Culled from five different series of Naida Osline’s photographic work since 2007, “Florescence” examines an arc of her practice that is focused on taxonomies of flora and fauna. The exhibition title, drawn from her photographic series of the same name, can be taken to refer to the metaphoric blooming of the various real and chimerical botanical specimens that are the subjects of her semi-documentary process—semi in the sense that, even when she is not devising some strange new hybrid species for her botanical portraits, she is never merely documenting.

Her work references the early wunderkammers of Europe, with their collections of flora and fauna, and botanical illustrations; by extension, she alludes to museological practices, and directly, by way of her subjects, to the European age of exploration, Europe’s colonial expansion, and the wunderkammer as an expression of imperial acquisition.

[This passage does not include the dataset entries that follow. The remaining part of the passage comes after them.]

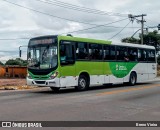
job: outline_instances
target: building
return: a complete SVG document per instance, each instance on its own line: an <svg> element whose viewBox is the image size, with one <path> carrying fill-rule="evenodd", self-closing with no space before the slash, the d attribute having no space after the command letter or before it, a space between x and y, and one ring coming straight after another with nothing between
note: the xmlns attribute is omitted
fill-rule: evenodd
<svg viewBox="0 0 160 130"><path fill-rule="evenodd" d="M6 78L25 78L27 75L26 66L8 65L0 66L0 77Z"/></svg>

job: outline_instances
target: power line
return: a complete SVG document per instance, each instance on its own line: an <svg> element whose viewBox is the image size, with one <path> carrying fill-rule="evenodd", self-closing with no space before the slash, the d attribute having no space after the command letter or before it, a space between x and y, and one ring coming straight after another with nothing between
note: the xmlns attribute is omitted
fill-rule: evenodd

In her 2010 “Tattooed Tobacco” series, which traces the history of tobacco and its commerce between the Americas and Europe, Osline frames the plant’s drying leaves as substance analogous to human lungs or skin—organs both affected by the plant’s use. Pairs of leaves resemble lungs, the veins looking like bronchioles branching into each lobe. The “skin” of each tobacco leaf is literally tattooed, though with temporary ink, thus illustrating social, political and ritual associations with tobacco. Tattooed Tobacco No. 3 reveals an illustration of Columbus, and a depiction of one of his ships; No. 4 references the slave trade; the series becoming a kind of conceptual map to tobacco’s history and uses.

Naida Osline, Florescence No. 2, 2007, courtesy of the artist

Dreamt up by Osline as recombination of botanical specimens and animal or insect parts—or even manufactured objects, the images of fauna in her 2007 “Florescence” series suggest transmutation of plant, animal, human and synthetic into something novel and sentient. Her visual inventiveness brings to mind the works of Renaissance painter Giuseppe Arcimboldo, the noted court painter to the Hapsburgs whose portraits imagined people as a sum of flora and fauna. In Florescence No. 2, multiple hair-covered eyeballs spill from the mouth of a Bird of Paradise flower; teeth and palette are exposed in No. 9. These chimera offer radical possibilities, or a kind of queering of categories, and are reminiscent of her “Deeper Skin” series (not exhibited here), in which closeup photographs of human subjects reveal strange appendages.

In the “Visionary Plants” and “Poppyhead” series, Osline creates an iconography of plants used for ritual or altered consciousness. Each plant is depicted in larger-than-life scale. Sacred Datura (2010) alludes to the ubiquity of Jimsonweed, the hallucinogen used to achieve visions. In Sex of Drugs (2009), male and female cannabis plants stand side by side. In the “Poppyhead” series, the bulbous pods stand against a foreboding sky.

The categorizing and identifying that Osline does ultimately turn into interpreting and inventing, as she revisits the notion of an archive; as she probes and offers speculative possibilities, she suggests a critique of history and presents new ways of seeing the world and moving into the future.